New retrocausality experiment ?

[Nicky665]

It seems that this was published last year on IJQF

http://www.ijqf.org/wps/wp-content/uploads/2015/12/TooLate.pdf

"In the EPR experiment, each measurement
addresses the question
“What spin value
has this particle
along this orientation?

We propose
a new setting where the question is reversed: “What is the orientation along which
this particle has this spin value?” It turns out that the orientation is similarly subject
to nonlocal effects. To enable the reversal, each particle's interaction with a beam-
splitter at t1 leaves its spin orientation superposed. Then at t2, the experimenter selects
an “up” or “down” spin value for this yet-undefined orientation. Only after the two
particles undergo this procedure, the two measurements are completed, each particle
having its spin value along a definite orientation. By Bell's theorem, it is now the
“choice” of orientation that must be nonlocally transmitted between the particles
upon completing the measurement. This choice, however, has preceded the
experimenter’s selection. This seems to lend support for the time-symmetric
interpretations of QM, where retrocausality plays a significant role "

 

[Strilanc]

I think they're just describing a system where the choice of orientation is determined by other quantum stuff.

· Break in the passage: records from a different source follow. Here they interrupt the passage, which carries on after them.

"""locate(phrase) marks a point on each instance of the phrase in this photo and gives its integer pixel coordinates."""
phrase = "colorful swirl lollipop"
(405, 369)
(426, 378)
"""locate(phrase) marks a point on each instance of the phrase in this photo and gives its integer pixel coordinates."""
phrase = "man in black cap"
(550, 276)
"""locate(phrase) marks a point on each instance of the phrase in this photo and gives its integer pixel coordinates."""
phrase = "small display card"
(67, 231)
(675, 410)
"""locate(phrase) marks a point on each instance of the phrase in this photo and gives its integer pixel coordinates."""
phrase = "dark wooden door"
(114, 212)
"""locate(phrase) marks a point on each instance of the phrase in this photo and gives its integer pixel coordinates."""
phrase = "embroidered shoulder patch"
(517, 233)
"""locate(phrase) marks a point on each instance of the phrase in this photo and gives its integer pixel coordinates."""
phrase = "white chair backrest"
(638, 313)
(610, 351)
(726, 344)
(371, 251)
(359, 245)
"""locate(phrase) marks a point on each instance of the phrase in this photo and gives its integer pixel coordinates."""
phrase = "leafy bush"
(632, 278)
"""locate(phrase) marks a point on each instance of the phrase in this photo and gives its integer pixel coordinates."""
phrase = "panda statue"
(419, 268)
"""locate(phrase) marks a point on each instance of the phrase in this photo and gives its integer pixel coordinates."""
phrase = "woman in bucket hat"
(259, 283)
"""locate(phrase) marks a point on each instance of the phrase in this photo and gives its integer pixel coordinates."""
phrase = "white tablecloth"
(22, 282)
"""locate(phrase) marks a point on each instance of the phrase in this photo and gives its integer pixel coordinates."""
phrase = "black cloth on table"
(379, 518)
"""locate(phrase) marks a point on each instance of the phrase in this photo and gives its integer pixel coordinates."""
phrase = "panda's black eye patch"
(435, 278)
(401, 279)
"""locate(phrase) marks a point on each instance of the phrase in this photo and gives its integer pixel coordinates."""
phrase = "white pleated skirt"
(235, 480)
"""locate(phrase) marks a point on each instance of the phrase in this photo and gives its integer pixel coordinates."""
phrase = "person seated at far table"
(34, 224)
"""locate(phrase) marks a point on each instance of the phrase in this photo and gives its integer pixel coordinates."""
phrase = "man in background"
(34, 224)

I can make a quantum logic circuit in Quirk that does the same thing. Since Quirk doesn't do anything retrocausal, I don't see how this experiment favors retrocausality except in the sense of the authors liking those kinds of interpretations more:

The circuit works like this:

- The top two wires are entangled into an EPR pair.
- The next two wires are the "first qubit choosers". We have three orientations to choose between, so we place them into a uniform superposition $\frac{1}{\sqrt 3} |00\rangle + \frac{1}{\sqrt 3} |01\rangle + \frac{1}{\sqrt 3} |10\rangle$.
- The last two wires are the "second qubit choosers". Same state as the previous state.
- Use the choosers to conditionally rotate the top qubits.
- Measure the top qubits.

You now have measurement results but because you haven't measured the choosers yet you don't know the orientations the measurement results correspond to. Whether the measurements agree or not does give you some information, though. And because the orientations are in superposition there will now be some entanglement present between the chooser qubits (for basically the same reason that performing a parity measurement can entangle two initially separated qubits into an EPR pair).

I don't see anything particularly interesting about this circuit, to be honest.